Comment articuler les rôles des syndicats et des partis ?
Pendant longtemps on était, soit avec un lien fort entre syndicat et parti politique, comme ce fut le cas entre le PCF et la CGT, le syndicat apportant son soutien au politique, comme nous l’avons connu lors de la mobilisation en faveur du programme commun de la gauche en 1972, soit dans une totale indépendance où le syndicat était l’organisateur du mouvement social et revendicatif, mais laissant entièrement aux partis politiques, le soin de traduire dans la loi, les revendications. On en voit les limites aujourd’hui avec un libéralisme et un capitalisme destructeur, une société morcelée et atomisée, nécessitant pour y faire face, le rassemblement de toutes les forces, syndicales, politiques, associatives, ainsi que les citoyens, aspirant à une société du bien vivre. Tout est fait pour diviser nos concitoyens et faire reculer la conscience de classe. Tout l’enjeu, pour des forces politiques comme le PCF comme pour les syndicats, est de retrouver cette conscience de classe, d’unir nos concitoyens pour résister à la classe dominante et prendre le pouvoir. J’en parle longuement dans mon dernier livre Le parti pris du travail (Le Cherche midi, 2025). La question qui se pose, c’est comment coopérer entre partenaires syndicaux et politiques, sur un pied d’égalité, sur les mêmes champs d’intervention, porteurs les uns et les autres des propositions économiques et sociales alternatives, aussi bien au plan local, national et européen, sans que les syndicats se confondent avec les partis politiques appelés à gouverner, tout en gardant une fonction revendicative syndicale ? Jusqu’à maintenant, il n’a pas été répondu à cette problématique. Ce qui est certain, c’est que les rapports entre partis politiques et syndicats, ne doivent être ni dans la subordination, l’inféodation, ni dans l’absence de relations. L’avenir est dans le lien, dans le respect de chacun, entre politique, syndicat et mouvement social et associatif. Cela reste à construire.
Les forces syndicales et politiques doivent-elles s’additionner et/ou se compléter, et si oui, comment ?

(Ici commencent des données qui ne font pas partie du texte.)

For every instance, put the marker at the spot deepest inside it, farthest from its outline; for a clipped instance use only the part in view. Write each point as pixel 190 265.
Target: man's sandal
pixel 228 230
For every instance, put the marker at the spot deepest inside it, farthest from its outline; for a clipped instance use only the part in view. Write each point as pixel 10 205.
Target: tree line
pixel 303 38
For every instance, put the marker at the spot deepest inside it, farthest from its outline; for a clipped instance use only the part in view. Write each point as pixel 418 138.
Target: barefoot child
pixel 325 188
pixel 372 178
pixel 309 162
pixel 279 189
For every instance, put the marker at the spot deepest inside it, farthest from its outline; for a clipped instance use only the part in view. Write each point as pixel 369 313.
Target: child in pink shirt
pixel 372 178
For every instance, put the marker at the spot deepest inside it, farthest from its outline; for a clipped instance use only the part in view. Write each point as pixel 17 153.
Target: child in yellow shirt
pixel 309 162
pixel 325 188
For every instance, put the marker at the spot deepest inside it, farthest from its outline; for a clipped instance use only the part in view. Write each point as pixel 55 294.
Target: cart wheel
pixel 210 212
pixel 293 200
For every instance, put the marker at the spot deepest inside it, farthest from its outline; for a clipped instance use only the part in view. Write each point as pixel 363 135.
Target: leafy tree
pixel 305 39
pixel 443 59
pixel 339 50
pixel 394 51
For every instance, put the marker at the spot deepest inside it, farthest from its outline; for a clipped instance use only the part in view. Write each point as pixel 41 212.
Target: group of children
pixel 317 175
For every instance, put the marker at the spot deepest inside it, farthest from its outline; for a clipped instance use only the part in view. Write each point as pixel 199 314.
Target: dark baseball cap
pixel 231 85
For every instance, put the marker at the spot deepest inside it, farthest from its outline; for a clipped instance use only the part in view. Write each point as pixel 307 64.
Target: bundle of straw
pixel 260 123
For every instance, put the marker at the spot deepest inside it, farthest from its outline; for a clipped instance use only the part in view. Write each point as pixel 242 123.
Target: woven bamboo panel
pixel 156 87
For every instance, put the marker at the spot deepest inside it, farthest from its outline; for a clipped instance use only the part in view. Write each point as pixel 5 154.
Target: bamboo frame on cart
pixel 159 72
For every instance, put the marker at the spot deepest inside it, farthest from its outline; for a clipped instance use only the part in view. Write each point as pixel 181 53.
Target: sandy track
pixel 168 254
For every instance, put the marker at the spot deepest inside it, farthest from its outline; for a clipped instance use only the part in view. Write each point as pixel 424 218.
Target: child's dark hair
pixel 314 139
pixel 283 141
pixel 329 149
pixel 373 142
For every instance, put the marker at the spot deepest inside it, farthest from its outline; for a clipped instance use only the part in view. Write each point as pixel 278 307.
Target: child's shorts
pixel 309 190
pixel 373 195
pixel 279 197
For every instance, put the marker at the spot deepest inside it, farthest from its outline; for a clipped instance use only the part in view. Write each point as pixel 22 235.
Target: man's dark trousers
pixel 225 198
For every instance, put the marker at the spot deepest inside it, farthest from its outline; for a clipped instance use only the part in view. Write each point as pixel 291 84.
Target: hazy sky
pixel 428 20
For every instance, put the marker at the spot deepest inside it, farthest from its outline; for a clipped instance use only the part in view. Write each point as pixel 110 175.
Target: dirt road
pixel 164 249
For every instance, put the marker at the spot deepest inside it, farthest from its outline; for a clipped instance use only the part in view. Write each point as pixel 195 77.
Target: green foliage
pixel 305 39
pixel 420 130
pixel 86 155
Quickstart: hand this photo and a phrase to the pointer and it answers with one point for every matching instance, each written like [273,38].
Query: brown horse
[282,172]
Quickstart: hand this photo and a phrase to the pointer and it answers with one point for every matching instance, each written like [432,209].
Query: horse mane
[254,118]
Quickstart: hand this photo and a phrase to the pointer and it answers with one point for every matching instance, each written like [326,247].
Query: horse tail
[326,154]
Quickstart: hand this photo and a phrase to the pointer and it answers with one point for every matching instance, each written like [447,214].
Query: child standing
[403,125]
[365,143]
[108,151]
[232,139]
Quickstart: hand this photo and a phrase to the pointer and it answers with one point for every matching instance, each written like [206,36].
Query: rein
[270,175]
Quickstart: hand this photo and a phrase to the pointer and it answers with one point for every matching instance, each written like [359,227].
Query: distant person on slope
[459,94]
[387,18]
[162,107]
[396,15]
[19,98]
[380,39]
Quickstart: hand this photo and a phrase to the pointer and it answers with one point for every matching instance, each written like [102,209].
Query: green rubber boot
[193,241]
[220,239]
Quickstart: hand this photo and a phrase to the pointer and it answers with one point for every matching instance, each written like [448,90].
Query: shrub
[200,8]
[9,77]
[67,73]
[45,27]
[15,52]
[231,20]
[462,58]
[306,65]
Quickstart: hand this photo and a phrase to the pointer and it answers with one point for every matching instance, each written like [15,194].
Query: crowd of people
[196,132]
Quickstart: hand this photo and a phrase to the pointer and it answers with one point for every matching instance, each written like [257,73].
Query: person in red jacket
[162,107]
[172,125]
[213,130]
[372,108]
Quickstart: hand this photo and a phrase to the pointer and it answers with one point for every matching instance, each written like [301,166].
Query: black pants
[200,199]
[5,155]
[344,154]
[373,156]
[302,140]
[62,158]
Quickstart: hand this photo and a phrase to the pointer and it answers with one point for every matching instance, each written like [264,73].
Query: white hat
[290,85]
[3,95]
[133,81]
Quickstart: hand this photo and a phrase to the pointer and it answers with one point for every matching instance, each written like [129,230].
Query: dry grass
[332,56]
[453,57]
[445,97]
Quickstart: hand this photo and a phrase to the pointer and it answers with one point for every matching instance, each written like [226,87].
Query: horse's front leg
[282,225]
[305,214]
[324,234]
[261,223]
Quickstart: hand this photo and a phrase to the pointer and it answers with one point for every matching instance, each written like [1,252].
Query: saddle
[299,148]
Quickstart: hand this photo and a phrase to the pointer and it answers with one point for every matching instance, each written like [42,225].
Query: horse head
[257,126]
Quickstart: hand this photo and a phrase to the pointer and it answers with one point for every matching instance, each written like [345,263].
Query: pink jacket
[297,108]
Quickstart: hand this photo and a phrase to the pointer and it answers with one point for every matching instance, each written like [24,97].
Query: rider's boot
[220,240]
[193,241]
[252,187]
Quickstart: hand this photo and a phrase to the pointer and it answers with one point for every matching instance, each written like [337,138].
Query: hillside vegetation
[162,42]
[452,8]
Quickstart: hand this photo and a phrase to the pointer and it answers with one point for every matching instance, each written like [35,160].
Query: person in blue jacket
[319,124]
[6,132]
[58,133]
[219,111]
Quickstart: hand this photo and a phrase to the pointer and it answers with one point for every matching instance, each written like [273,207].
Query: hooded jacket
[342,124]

Parler d’addition, c’est rester dans un cloisonnement où chacun chemine l’un à côté de l’autre, chacun restant dans son couloir. Certes ils se complètent, dans l’organisation de la société, mais je préfère parler plutôt de passerelle nécessaire entre syndicats et partis politiques, voire de coopération, dans le respect et l’indépendance de chacun. Plus que jamais notre pays et la société en général ont besoin du lien entre tous les acteurs de la société. Nous sommes désormais dans une société de plus en plus complexe et fragmentée dans son organisation, où la France, en 50 ans a connu des bouleversements considérables devenant une nation multiple et divisée. La France d’aujourd’hui n’a plus rien à voir avec la France des années 1970 et le monde d’hier avec le monde d’aujourd’hui. Les enjeux et défis sont tels face à la crise systémique du capitalisme, pour l’avenir de notre pays et de la planète, que nous ne pouvons plus penser et pratiquer le syndicalisme et l’action politique, comme nous le faisions hier. En effet, on en perçoit les limites, avec la crise profonde de la démocratie délégataire, tant du point de vue politique que syndical, avec les abstentions massives aux différentes élections, un taux de syndicalisation en baisse et des partis politiques affaiblis. Nous sommes les uns et les autres au pied du mur. Chacun doit se remettre en question dans son fonctionnement, en se tournant résolument vers les citoyen∙nes, pour en faire désormais, non des citoyens passifs, attendant la solution à leurs problèmes, venue d’en haut, mais des acteurs de la vie des entreprises, des revendications, de la société en général et des politiques publiques, tout en créant et coconstruisant un rassemblement des forces politiques, syndicales, mais aussi associatives, favorisant l’engagement citoyen, pour une dynamique de changement. Il faut être conscient que le meilleur programme décrété d’en haut, tant par les syndicats que par les politiques, n’aura ni crédibilité, ni soutien, s’il n’y a pas de mobilisation populaire, ni appropriation par chaque citoyen, des enjeux politiques, sociaux et économiques. Ce qui suppose une participation active des citoyen∙nes, travailleuses et travailleurs, actifs ou non, à l’élaboration des programmes.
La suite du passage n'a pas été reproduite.